Government would also be forced to revoke the care home mandate which preceded that for all regulated healthcare settings, and compensate or reinstate all those who refused vaccination and were sacked for their sins; and in a good many cases perhaps compensate those who subjected themselves to multiple doses of an experimental substance with as-yet unquantifiable long-term health ramifications simply in order to provide for their families.
Laying aside the thorny issues arising from its theoretical revocation, even a postponement of the mandate would equate to yet another slap in the face for all unvaccinated health workers, who would have needlessly endured the last three months – including the festive season – of discrimination, financial worry, stress, and feelings of worthlessness, only to find themselves back at square one and staring down the barrel of yet more months of grief, all compounded by memories of the doorstep clapping theatrics and 1 per cent pay rise debacle.
Delaying the policy until the pressures of winter had passed would also thus prolong the scapegoating to which these unvaccinated workers are subject, both at their places of work and within the heartless fear-porn of mainstream media headlines.

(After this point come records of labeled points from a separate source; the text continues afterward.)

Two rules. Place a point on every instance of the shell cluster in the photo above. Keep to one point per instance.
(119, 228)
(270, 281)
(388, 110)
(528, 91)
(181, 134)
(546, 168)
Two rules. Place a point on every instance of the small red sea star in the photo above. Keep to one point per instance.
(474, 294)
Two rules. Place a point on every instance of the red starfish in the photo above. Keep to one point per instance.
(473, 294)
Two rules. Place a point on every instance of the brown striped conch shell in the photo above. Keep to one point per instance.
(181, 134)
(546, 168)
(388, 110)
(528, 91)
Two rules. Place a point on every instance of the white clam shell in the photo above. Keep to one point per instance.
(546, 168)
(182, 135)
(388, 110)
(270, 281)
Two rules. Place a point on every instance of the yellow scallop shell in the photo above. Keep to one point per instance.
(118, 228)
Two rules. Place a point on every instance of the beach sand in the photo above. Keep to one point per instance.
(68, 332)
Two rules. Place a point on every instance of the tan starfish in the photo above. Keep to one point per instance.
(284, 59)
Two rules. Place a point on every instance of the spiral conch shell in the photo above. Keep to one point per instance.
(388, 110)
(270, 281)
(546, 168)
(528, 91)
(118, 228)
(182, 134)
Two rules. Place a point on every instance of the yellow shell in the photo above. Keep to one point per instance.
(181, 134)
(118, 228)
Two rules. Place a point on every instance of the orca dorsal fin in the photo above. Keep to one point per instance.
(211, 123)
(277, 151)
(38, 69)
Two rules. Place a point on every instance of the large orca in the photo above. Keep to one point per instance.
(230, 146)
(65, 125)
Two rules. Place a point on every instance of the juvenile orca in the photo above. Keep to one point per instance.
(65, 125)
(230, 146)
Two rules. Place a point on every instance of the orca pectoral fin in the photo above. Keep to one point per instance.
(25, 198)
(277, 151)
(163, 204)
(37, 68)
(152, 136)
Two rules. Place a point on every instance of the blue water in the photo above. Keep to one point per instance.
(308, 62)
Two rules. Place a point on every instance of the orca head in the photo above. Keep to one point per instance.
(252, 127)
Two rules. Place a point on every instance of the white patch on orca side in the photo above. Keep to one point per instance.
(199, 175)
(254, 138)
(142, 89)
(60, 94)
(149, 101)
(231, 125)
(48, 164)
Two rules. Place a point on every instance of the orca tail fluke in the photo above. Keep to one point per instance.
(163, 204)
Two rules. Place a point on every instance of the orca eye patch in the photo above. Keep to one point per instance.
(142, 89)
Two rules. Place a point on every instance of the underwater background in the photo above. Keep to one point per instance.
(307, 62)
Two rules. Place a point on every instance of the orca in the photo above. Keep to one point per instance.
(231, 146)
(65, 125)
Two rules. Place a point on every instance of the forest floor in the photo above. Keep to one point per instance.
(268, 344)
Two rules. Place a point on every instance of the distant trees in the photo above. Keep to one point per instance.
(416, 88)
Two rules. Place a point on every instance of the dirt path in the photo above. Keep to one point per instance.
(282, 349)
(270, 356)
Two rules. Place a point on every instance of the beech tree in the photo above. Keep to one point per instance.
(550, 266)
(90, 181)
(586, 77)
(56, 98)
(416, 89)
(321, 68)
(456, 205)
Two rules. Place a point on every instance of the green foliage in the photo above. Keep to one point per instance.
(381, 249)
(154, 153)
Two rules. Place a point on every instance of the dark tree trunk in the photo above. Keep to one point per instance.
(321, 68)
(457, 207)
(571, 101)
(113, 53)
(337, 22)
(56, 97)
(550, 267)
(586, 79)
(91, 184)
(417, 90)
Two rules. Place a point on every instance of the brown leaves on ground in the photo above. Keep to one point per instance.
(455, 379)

Heroes? Use-and-throw puppets for pernicious and politicised pandemic policies more like.
Let us also not forget that November’s impact assessment of the mandate had already identified a central scenario in which 88,000 staff would choose to remain unvaccinated, and so the news that 80,000-plus workers have indeed yet to receive their first jab will come less as shocking news to Government, and more as an irritating affront to the weight of their authority from a demographic of self-determined citizens whom they would much rather crush than negotiate with.
After all, the crushing of self-determination is their new business, and business is booming in the post-autonomy era, whose birth Covid-19 was doubtless commissioned to induce.
Perversely, kicking the mandate six months down the road could paradoxically end up playing rather nicely into Johnson and chums’ hands (assuming the former was still in office) as this post-autonomy era narrative could then be effortlessly and profitably drawn out further still.
As the weather warms, ‘pressure’ on the NHS recedes, and the nation becomes intoxicated by a patriotic summer of post-restriction flag-waving, these 80,000 unvaccinated health workers will have become a time-bomb reset to detonate by autumn. At which point, we may find ourselves facing yet another winter of virus-related political peacocking, due in part no doubt to the convenient spread of yet another transmissible scariant, but with the unwelcome addition of the very threat to the healthcare sector we are facing during this period of calm – the imminent sacking of 80,000 health workers.
What a fine excuse that would make for another autumn and winter of irrational public health controls.
The only way to free ourselves from this web of deceit is through mass non-compliance. Our individual occupations, ages and belief systems, and how they do or do not interact with the pandemic narrative, unfortunately appear to count for very little during what is essentially a piecemeal outlawing of natural immunity.